Online Learning for Recommendations at Grubhub
Alex Egg
TL;DR
This work tackles the challenge of keeping large-scale Grubhub recommender systems fresh and cost-efficient in production by enabling online incremental learning through transfer learning. It combines stateful online updates, pre-training with offline data, and hash-based embedding schemes to handle non-stationary item categories, aiming to balance drift responsiveness with computational efficiency. The authors report a +20% PTR increase and a 45x reduction in cloud costs in AB tests, highlighting the practical impact of online, stateful learning for large-scale e-commerce recommendations. Overall, the paper demonstrates that offline-to-online transitions, when carefully implemented with pre-training and hashing strategies, can deliver rapid adaptation and substantial cost savings in production recommender systems.
Abstract
We propose a method to easily modify existing offline Recommender Systems to run online using Transfer Learning. Online Learning for Recommender Systems has two main advantages: quality and scale.

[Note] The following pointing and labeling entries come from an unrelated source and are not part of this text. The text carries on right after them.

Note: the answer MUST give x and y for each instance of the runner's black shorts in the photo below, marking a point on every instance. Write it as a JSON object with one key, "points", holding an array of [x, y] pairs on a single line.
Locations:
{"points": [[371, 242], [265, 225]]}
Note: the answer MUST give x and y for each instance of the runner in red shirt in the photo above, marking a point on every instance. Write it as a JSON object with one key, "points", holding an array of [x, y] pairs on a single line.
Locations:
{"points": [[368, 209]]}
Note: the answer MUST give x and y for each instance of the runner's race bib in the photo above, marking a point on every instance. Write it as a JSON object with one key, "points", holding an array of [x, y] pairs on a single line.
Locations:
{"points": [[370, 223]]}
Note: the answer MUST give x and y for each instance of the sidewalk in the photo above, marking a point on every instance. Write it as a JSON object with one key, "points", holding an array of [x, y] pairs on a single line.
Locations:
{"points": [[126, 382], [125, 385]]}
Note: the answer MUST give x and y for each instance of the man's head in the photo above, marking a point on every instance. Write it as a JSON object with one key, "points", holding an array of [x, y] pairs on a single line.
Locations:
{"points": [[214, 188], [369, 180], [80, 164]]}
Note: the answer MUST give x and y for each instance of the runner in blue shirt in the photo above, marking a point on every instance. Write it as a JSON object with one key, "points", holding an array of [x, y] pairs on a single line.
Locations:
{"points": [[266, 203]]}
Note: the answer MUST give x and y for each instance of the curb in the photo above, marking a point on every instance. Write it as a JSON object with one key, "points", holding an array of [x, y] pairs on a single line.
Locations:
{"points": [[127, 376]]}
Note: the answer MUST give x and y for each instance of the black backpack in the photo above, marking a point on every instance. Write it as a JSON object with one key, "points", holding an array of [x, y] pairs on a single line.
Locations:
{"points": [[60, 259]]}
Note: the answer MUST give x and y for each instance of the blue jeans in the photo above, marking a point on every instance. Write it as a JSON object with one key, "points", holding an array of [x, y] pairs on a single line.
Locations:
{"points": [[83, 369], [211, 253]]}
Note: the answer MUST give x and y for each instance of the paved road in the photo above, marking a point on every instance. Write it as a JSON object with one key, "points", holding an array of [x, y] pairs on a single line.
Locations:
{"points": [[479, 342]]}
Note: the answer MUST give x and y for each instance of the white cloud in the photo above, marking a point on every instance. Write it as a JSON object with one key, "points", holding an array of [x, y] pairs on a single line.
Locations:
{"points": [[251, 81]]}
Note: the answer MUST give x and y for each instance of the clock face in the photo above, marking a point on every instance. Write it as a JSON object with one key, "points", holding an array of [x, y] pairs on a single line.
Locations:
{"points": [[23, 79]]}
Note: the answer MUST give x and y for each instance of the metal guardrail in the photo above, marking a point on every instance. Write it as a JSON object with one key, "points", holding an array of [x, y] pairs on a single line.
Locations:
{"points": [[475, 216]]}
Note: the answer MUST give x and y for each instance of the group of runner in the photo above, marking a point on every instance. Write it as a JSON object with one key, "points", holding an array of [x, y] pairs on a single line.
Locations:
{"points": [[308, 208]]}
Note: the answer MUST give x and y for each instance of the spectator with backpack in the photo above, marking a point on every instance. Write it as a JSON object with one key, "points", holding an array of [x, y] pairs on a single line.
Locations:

Like many Machine Learning algorithms in production if not regularly retrained will suffer from Concept Drift. A policy that is updated frequently online can adapt to drift faster than a batch system. This is especially true for user-interaction systems like recommenders where the underlying distribution can shift drastically to follow user behaviour. As a platform grows rapidly like Grubhub, the cost of running batch training jobs becomes material. A shift from stateless batch learning offline to stateful incremental learning online can recover, for example, at Grubhub, up to a 45x cost savings and a +20% metrics increase. There are a few challenges to overcome with the transition to online stateful learning, namely convergence, non-stationary embeddings and off-policy evaluation, which we explore from our experiences running this system in production.